When serializing an object that belongs to a class hierarchy, BayBE automatically injects the type field into the serialization string to enable frictionless deserialization at a later stage.

Using abbreviations

Classes that have an abbreviation class variable defined can be conveniently deserialized using the corresponding abbreviation string:

from baybe.acquisition.base import AcquisitionFunction

acqf1 = AcquisitionFunction.from_json('{"type": "UpperConfidenceBound"}')
acqf2 = AcquisitionFunction.from_json('{"type": "UCB"}')

assert acqf1 == acqf2

Nesting objects

BayBE objects typically appear as part of a larger object hierarchy. For instance, a SearchSpace can hold one or several Parameters, just like an Objective can hold one ore several Targets. This hierarchical structure can be directly replicated in the serialization string:

from baybe.objectives import DesirabilityObjective
from baybe.targets import NumericalTarget

objective = DesirabilityObjective(
    targets=[
        NumericalTarget(name="T1", mode="MAX", bounds=(-1, 1)),
        NumericalTarget(name="T2", mode="MIN", bounds=(0, 1)),
    ],
    weights=[0.1, 0.9],
    scalarizer="MEAN",
)

objective_json = """
{   
    "targets": [
        {
            "type": "NumericalTarget",
            "name": "T1",
            "mode": "MAX",
            "bounds": [-1.0, 1.0]
        }, 
        {
            "type": "NumericalTarget",
            "name": "T2",
            "mode": "MIN",
            "bounds": [0.0, 1.0]
        }
    ],
    "weights": [0.1, 0.9],
    "scalarizer": "MEAN"
}
"""

assert objective == DesirabilityObjective.from_json(objective_json)

Invoking alternative constructors

Many BayBE classes offer additional routes of construction next to the default mechanism via the class’ __init__ method. This offers convenient ways of object initialization alternative to specifying an object’s attributes in their “canonical” form, which is often not the preferred approach.

For instance, a search space is composed of two sub-components, a discrete subspace and a continuous subspace, which are accordingly expected by the SearchSpace constructor.
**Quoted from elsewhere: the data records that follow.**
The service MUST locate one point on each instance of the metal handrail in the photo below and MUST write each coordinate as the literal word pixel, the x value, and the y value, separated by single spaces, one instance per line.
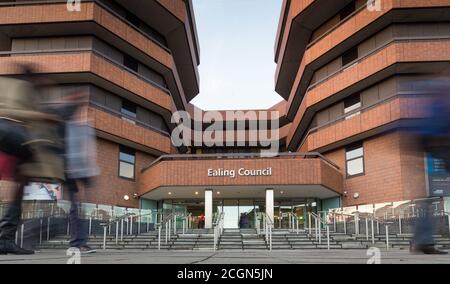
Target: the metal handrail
pixel 294 223
pixel 129 218
pixel 241 156
pixel 218 228
pixel 318 222
pixel 268 226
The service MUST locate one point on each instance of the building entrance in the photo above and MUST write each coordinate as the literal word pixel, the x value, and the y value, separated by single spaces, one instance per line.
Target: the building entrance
pixel 243 213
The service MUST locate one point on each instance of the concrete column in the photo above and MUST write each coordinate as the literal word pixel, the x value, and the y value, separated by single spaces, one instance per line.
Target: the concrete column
pixel 208 209
pixel 269 203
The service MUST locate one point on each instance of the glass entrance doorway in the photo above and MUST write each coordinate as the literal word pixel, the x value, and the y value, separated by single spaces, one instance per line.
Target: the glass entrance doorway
pixel 239 214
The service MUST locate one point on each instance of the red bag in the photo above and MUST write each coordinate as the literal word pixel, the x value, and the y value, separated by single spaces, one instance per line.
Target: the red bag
pixel 7 166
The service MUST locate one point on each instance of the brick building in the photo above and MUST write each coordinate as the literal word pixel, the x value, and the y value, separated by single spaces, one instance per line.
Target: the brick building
pixel 347 73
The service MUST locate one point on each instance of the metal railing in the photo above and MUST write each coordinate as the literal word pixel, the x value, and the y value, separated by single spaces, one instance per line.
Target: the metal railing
pixel 303 155
pixel 318 223
pixel 294 223
pixel 218 229
pixel 268 226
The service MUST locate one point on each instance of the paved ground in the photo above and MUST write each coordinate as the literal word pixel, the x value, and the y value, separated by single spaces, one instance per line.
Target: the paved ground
pixel 226 257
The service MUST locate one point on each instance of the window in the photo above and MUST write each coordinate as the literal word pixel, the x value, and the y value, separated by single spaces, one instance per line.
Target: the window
pixel 130 17
pixel 348 10
pixel 350 56
pixel 129 110
pixel 351 105
pixel 127 162
pixel 354 156
pixel 130 63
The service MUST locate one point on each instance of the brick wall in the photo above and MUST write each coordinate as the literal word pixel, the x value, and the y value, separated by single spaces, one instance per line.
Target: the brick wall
pixel 394 170
pixel 109 188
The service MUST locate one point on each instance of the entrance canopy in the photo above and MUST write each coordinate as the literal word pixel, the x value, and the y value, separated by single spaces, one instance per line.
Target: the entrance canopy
pixel 299 175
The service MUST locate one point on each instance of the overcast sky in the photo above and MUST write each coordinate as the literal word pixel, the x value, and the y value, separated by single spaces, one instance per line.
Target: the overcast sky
pixel 237 40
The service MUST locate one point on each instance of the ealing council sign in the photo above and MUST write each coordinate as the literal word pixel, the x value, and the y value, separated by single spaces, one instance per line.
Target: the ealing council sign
pixel 240 172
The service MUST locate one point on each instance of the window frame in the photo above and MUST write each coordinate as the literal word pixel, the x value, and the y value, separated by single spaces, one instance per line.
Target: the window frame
pixel 126 150
pixel 353 147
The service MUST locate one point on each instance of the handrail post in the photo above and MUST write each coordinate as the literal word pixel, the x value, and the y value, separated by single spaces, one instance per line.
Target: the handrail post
pixel 319 222
pixel 334 222
pixel 159 237
pixel 131 225
pixel 345 224
pixel 90 226
pixel 22 228
pixel 316 229
pixel 104 237
pixel 367 229
pixel 117 232
pixel 270 237
pixel 40 231
pixel 328 237
pixel 48 229
pixel 310 223
pixel 174 225
pixel 357 223
pixel 169 230
pixel 139 224
pixel 121 230
pixel 448 224
pixel 373 232
pixel 387 237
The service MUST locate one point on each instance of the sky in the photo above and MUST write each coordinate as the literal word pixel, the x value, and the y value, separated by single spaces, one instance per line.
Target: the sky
pixel 237 67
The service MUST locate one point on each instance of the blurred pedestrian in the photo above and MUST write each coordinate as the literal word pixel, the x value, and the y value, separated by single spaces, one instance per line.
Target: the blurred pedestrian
pixel 28 147
pixel 79 155
pixel 434 133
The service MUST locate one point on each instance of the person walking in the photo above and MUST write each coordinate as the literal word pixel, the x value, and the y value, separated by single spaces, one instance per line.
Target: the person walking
pixel 28 147
pixel 79 156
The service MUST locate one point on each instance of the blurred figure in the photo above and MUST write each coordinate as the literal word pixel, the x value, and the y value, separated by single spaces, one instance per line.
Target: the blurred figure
pixel 434 133
pixel 79 155
pixel 28 147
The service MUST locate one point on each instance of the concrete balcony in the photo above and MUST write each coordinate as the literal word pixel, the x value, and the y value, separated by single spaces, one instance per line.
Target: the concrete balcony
pixel 291 175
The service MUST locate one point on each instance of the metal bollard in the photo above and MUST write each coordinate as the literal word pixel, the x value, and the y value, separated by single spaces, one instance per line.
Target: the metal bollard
pixel 174 225
pixel 104 238
pixel 328 237
pixel 40 231
pixel 367 229
pixel 90 226
pixel 159 237
pixel 22 228
pixel 117 232
pixel 139 225
pixel 387 237
pixel 48 229
pixel 131 226
pixel 121 230
pixel 373 232
pixel 345 226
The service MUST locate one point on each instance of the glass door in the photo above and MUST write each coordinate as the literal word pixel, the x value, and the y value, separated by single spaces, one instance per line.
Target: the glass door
pixel 231 211
pixel 246 214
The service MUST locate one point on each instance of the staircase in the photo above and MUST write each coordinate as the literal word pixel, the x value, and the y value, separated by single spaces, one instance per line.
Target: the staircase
pixel 247 239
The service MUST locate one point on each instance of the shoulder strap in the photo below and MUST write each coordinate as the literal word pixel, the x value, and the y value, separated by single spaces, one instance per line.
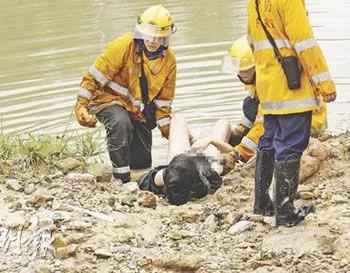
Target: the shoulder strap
pixel 143 84
pixel 268 34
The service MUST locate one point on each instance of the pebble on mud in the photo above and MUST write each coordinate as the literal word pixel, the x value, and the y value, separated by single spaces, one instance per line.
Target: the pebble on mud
pixel 69 164
pixel 178 263
pixel 40 197
pixel 309 166
pixel 13 184
pixel 147 199
pixel 80 177
pixel 103 253
pixel 66 252
pixel 239 227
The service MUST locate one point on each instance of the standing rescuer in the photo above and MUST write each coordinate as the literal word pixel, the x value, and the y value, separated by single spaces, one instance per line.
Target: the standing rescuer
pixel 291 77
pixel 129 89
pixel 246 134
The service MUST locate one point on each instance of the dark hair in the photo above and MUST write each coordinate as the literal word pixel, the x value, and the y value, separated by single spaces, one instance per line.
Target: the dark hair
pixel 183 178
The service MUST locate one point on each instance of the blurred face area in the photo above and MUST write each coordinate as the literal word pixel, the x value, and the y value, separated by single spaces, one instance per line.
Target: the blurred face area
pixel 247 76
pixel 153 45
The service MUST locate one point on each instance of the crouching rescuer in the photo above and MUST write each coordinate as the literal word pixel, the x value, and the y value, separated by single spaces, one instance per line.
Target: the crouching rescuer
pixel 291 78
pixel 129 89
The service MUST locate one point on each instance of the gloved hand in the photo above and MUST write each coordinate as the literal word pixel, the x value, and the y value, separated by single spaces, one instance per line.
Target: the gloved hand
pixel 237 134
pixel 330 97
pixel 230 160
pixel 82 114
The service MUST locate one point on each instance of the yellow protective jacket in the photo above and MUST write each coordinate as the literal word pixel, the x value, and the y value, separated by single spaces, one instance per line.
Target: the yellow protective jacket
pixel 288 24
pixel 114 79
pixel 249 144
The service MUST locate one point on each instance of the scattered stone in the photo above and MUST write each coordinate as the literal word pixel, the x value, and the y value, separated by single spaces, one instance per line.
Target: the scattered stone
pixel 29 189
pixel 80 177
pixel 210 224
pixel 40 197
pixel 15 220
pixel 318 149
pixel 131 187
pixel 189 216
pixel 175 235
pixel 308 167
pixel 69 164
pixel 255 264
pixel 147 199
pixel 13 184
pixel 43 268
pixel 342 246
pixel 340 199
pixel 299 239
pixel 178 263
pixel 103 173
pixel 66 252
pixel 239 227
pixel 271 221
pixel 306 195
pixel 103 253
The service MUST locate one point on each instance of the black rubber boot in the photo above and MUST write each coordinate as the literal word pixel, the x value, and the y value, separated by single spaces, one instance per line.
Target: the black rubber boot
pixel 287 180
pixel 263 177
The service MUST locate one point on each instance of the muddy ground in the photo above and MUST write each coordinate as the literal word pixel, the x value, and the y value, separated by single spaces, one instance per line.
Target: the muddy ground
pixel 64 221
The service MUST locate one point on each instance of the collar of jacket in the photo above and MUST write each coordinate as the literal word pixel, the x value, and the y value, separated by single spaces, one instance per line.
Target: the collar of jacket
pixel 155 65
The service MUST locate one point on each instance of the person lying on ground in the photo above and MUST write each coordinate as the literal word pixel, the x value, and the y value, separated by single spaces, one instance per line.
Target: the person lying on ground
pixel 188 175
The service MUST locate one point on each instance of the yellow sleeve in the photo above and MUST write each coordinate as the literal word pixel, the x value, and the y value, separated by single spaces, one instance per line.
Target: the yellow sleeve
pixel 301 36
pixel 106 65
pixel 163 102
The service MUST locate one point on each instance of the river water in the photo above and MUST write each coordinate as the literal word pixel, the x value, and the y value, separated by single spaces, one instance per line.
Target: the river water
pixel 47 45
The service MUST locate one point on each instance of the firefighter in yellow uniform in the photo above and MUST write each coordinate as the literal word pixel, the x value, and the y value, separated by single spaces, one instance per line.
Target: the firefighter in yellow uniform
pixel 246 134
pixel 291 78
pixel 129 89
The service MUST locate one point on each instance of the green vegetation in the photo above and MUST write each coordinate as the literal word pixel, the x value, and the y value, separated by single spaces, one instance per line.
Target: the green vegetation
pixel 44 149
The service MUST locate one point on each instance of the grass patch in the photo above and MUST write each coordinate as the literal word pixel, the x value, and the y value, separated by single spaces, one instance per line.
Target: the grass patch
pixel 44 149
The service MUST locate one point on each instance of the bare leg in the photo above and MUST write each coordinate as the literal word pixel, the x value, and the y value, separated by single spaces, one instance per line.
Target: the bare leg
pixel 178 143
pixel 221 132
pixel 178 137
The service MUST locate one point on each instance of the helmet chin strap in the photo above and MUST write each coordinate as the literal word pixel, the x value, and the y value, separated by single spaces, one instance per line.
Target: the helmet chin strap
pixel 152 55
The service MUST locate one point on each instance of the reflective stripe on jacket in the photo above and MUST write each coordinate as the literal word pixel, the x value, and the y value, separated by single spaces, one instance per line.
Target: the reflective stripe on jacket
pixel 287 22
pixel 115 77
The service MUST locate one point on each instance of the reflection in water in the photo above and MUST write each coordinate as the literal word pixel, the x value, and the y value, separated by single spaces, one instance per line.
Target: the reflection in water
pixel 47 45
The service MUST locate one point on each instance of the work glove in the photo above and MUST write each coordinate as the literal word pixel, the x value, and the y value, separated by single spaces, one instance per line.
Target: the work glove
pixel 330 97
pixel 237 134
pixel 82 114
pixel 230 160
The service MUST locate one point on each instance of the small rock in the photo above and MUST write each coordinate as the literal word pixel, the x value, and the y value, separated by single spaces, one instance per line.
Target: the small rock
pixel 210 224
pixel 340 199
pixel 306 195
pixel 103 253
pixel 13 184
pixel 66 252
pixel 189 216
pixel 147 199
pixel 40 197
pixel 43 268
pixel 131 187
pixel 309 166
pixel 175 235
pixel 239 227
pixel 16 219
pixel 29 189
pixel 178 263
pixel 80 177
pixel 318 149
pixel 271 221
pixel 69 164
pixel 342 246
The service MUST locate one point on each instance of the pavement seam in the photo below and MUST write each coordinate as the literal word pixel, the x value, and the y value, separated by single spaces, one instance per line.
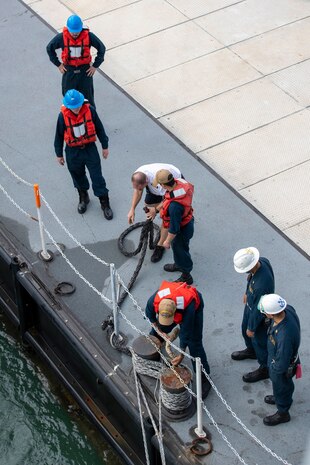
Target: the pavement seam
pixel 148 35
pixel 248 132
pixel 264 32
pixel 113 9
pixel 275 174
pixel 210 12
pixel 296 224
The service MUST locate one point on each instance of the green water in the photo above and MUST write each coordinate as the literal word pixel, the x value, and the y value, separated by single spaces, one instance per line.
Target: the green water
pixel 39 424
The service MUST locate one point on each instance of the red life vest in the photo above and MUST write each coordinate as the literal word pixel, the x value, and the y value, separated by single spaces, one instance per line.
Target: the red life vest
pixel 79 129
pixel 181 293
pixel 183 194
pixel 76 52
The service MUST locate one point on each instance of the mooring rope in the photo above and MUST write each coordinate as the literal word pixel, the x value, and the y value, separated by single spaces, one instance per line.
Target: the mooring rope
pixel 175 402
pixel 146 237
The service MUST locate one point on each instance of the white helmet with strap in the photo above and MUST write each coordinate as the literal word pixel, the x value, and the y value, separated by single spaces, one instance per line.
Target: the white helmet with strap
pixel 271 304
pixel 246 259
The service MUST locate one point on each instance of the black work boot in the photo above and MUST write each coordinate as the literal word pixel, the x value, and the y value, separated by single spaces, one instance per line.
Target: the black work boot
pixel 185 278
pixel 277 418
pixel 256 375
pixel 270 399
pixel 105 205
pixel 244 354
pixel 84 201
pixel 171 267
pixel 205 387
pixel 157 254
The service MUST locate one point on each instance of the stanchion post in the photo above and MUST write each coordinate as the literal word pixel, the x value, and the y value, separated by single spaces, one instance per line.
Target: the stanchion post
pixel 44 254
pixel 114 298
pixel 199 430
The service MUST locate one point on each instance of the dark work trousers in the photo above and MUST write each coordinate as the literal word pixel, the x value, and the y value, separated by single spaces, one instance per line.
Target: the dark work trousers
pixel 76 78
pixel 180 247
pixel 151 199
pixel 195 345
pixel 259 342
pixel 77 159
pixel 283 389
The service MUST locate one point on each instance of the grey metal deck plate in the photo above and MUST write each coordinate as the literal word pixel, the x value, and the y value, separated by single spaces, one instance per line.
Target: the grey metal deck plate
pixel 30 97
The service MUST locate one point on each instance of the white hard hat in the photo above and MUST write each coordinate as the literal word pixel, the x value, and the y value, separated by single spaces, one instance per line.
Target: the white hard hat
pixel 272 304
pixel 246 259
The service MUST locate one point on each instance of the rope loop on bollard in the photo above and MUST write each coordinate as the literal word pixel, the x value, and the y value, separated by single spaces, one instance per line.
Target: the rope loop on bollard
pixel 197 449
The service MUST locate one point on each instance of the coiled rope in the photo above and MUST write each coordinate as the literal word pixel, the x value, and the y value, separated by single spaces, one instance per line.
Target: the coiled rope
pixel 146 238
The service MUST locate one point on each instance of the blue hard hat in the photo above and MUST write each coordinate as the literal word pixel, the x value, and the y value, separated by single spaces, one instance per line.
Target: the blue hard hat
pixel 74 24
pixel 73 99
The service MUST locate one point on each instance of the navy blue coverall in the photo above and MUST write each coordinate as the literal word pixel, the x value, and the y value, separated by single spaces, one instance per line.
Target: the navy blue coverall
pixel 261 283
pixel 75 77
pixel 283 344
pixel 87 156
pixel 191 329
pixel 180 244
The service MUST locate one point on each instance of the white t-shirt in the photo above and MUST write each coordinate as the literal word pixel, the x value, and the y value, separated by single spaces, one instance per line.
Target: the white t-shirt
pixel 150 172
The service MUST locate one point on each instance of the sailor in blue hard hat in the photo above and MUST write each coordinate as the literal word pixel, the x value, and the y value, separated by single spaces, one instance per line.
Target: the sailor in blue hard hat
pixel 260 280
pixel 76 66
pixel 79 127
pixel 283 359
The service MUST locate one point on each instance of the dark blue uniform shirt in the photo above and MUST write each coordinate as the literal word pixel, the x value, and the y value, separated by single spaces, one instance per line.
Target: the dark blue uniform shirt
pixel 60 131
pixel 187 325
pixel 175 212
pixel 58 42
pixel 261 283
pixel 283 341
However, instead of providing the two components directly, most users would more naturally invoke one of the alternative class methods available, such as SearchSpace.from_product or SearchSpace.from_dataframe.

Using a serialization string, the same alternative routes can be triggered via the optional constructor field that allows specifying the initializer to be used for the object creation step:

from baybe.searchspace import SearchSpace
from baybe.parameters import CategoricalParameter, NumericalDiscreteParameter

searchspace = SearchSpace.from_product(
    parameters=[
        CategoricalParameter(name="Category", values=["low", "high"]),
        NumericalDiscreteParameter(name="Number", values=[1, 2, 3]),
    ]
)

searchspace_json = """
{
    "constructor": "from_product",
    "parameters": [
        {
            "type": "CategoricalParameter",
            "name": "Category",
            "values": ["low", "high"]
        },
        {
            "type": "NumericalDiscreteParameter",
            "name": "Number",
            "values": [1, 2, 3]
        }
    ]
}
"""

assert searchspace == SearchSpace.from_json(searchspace_json)

Dataframe deserialization

When serializing BayBE objects, contained DataFrames are automatically converted to a binary format in order to

  1. ensure that the involved data types are exactly restored after completing the roundtrip and

  2. decrease the size of the serialization string through compression.

From the user’s perspective, this has the disadvantage that the resulting JSON representation is not human-readable, which can be a challenge when working with configuration strings.

While you can manually work around this additional conversion step using our serialize_dataframe and deserialize_dataframe helpers, a more elegant solution becomes apparent when noticing that invoking alternative constructors also works for non-BayBE objects. In particular, this means you can resort to any dataframe constructor of your choice (such as DataFrame.from_records) when defining your configuration, instead of having to work with compressed formats:

import pandas as pd
from baybe.searchspace.discrete import SubspaceDiscrete

subspace = SubspaceDiscrete.from_dataframe(
    pd.DataFrame.from_records(
        data=[[1, "a"], [2, "b"], [3, "c"]], columns=["Number", "Category"]
    )
)

subspace_json = """
{
    "constructor": "from_dataframe",
    "df": {
        "constructor": "from_records",
        "data": [[1, "a"], [2, "b"], [3, "c"]],
        "columns": ["Number", "Category"]
    }
}
"""
reconstructed = SubspaceDiscrete.from_json(subspace_json)

assert subspace == reconstructed